Columbus SL.  In some ways, I like the idea of trading 2 bikes for 1, as this will clear at least one bike out, and leave me with the 1973 International, the 1983 Colnago and this Merckx.  Not enough information has been put out about this particular bike to make an easy determination.


----------



## Dale Alan (Feb 23, 2017)

frankabr. said:


> Columbus SL.  In some ways, I like the idea of trading 2 bikes for 1, as this will clear at least one bike out, and leave me with the 1973 International, the 1983 Colnago and this Merckx.  Not enough information has been put out about this particular bike to make an easy determination.



I thought it might be SL .Thinning the herd can be a good  at times .  Not knowing much about these would cause me concern too,you will be trading off a couple nice bikes.


----------



## frankabr. (Feb 23, 2017)

Agreed.  If it were an early 80's Merckx, it would be a slam dunk.


----------



## Dale Alan (Feb 23, 2017)

frankabr. said:


> Agreed.  If it were an early 80's Merckx, it would be a slam dunk.



+1
I am a fan of the 80s too.


----------



## Iverider (Feb 23, 2017)

frankabr. said:


> Here's the issue, I may have to trade the Trek 614 and the Raleigh Record (Worksop) toward it to make it affordable.
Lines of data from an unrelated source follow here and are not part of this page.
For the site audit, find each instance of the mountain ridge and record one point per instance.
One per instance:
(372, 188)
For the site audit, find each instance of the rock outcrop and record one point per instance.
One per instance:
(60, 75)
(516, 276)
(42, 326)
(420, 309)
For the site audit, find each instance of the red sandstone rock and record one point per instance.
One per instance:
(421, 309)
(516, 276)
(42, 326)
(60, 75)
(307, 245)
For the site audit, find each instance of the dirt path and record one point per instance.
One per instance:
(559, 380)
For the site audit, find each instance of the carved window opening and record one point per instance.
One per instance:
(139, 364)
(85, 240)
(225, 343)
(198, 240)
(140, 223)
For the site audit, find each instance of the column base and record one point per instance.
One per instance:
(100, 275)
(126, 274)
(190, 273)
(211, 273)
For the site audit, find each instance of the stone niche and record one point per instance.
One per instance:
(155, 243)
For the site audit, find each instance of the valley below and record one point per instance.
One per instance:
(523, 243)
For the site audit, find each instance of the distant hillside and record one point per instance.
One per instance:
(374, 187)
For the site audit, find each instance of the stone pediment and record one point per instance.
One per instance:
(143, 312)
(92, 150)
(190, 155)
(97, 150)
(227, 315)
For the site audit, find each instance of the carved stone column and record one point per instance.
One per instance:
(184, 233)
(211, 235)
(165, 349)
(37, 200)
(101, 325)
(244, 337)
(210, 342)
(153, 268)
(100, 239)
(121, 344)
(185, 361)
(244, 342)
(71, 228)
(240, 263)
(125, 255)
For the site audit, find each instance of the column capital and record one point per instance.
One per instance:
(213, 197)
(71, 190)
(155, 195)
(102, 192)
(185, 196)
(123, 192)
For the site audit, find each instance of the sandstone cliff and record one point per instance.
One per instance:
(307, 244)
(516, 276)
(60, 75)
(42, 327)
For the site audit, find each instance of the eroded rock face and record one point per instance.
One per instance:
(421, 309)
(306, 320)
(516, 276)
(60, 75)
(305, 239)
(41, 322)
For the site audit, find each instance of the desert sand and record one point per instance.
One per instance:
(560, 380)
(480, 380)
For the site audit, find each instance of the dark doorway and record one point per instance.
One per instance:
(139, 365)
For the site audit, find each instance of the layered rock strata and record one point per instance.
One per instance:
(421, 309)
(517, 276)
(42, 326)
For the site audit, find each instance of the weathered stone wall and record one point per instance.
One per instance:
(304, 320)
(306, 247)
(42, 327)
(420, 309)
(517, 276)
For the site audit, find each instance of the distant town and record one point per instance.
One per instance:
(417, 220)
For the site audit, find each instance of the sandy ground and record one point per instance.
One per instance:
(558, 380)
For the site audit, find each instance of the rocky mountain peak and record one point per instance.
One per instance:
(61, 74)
614s aren't too hard to come by vs a Merckx but it's probably a more pleasant bike to ride given it's less racy geometry.


----------



## frankabr. (Feb 24, 2017)

Yes, the Trek 614 and the Raleigh Record Worksop are nice rides.  Both work as long distance touring/racing bicycles for the mountains and flats, and are set up as such.  I even have Suntour Command shifters on the Trek.  The Record Worksop is set up with an extender on the Cyclone rear derailleur and and 32 tooth freewheel.  The Merckx would be similar to my Colnago Suprerissimo, an old time top line race bike, both with sew ups and limited gearing.  I would still have the International, but that one also has limited gearing for the hills. Secondly, it has center pull brakes, not great for the flats but even worse for going down mountains.  All of these items are considerations. 

ps. I also have a 2012 Fuji Altimira that I ride more than any of the others.  
My mountain bike is an old 2001 Specialized Enduro Expert.  Too many bikes, too little time!


----------